Deux jours de procès et moins d’une heure et demie de délibéré : la cour d’assises des Pyrénées-Orientales a acquitté ce mardi 12 avril un jeune homme de Vias (Hérault), jugé en appel pour un viol qu’il était accusé d’avoir commis le 16 février 2108 à Sérignan. Julien François, 27 ans, comparaissait détenu, après avoir été condamné en première instance à huit ans de prison par la cour criminelle départementale de l’Hérault, une juridiction expérimentale, composée uniquement de cinq magistrats professionnels, compétente pour les crimes punissables jusqu’à vingt ans de prison. En appel, ce sont neuf jurés et trois magistrats professionnels qui ont finalement décidé de l’acquitter, la majorité des huit voix au moins nécessaires pour prononcer sa culpabilité, comme la loi confiance en la justice de décembre dernier l’exige désormais, n’ayant pas été atteinte. L’avocat général, en appel comme en première instance, avait requis dix ans.

Me Florian Medico, l’autre avocat de la défense du jeune homme acquitté. MIDI LIBRE – MIDI LIBRE

Elle l’avait rejoint dans sa voiture

Le jeune homme avait été dénoncé par une jeune femme de 19 ans, qui avait entretenu une relation affective avec lui de quelques mois, et qui affirmait qu’il avait abusé d’elle dans sa voiture, où elle était venue le rejoindre, le 18 avril 2018 à Sérignan. Au cours de sa garde à vue, à la gendarmerie de Valras, il avait fini par reconnaître avoir eu cette relation sexuelle sans tenir compte des protestations de la jeune femme, avant de revenir sur cette déclaration pendant l’instruction.

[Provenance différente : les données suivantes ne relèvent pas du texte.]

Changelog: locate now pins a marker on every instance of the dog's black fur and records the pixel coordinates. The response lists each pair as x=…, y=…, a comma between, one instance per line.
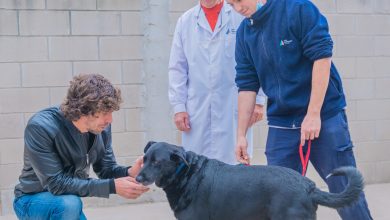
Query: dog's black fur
x=199, y=188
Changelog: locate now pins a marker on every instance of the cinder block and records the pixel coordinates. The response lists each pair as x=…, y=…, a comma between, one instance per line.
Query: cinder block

PLUS INFO  Deux regards, un objectif

« J’ai plaidé la zone grise du consentement, en référence au livre de Karine Tuil » explique Me Maryse Pechevis, l’un de ses défenseurs. « Face à une même situation, le ressenti n’est pas le même. Il n’a pas pu percevoir son absence de consentement alors que les signaux qu’elle a envoyés à celui qu’elle qualifie d’agresseur sont ceux de quelqu’un qui a voulu tester sa capacité de séduction, et son pouvoir de provoquer encore du désir chez cet ex-compagnon. Le jury a considéré qu’il ne pouvait pas y avoir de viol en la matière. »

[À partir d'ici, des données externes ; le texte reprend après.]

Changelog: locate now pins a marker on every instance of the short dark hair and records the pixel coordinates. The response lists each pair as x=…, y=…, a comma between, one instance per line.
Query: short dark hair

Une enquête criminelle menée par une simple brigade de gendarmerie

La défense a également fortement critiqué le déroulement de cette enquête criminelle, menée par une simple brigade territoriale de gendarmerie. « C’est extrêmement satisfaisant de voir que les jurés et la cour d’assises ont porté une attention particulière aux éléments objectifs, pour estimer que rien ne permettait de considérer que les faits avaient été commis » estime Me Florian Medico, également en défense. « C’est l’aboutissement d’un gros travail, qui a été suivi par les jurés populaires et par les magistrats ».

La défense va désormais engager une procédure d’indemnisation pour les treize mois passés à tort en détention par le jeune homme.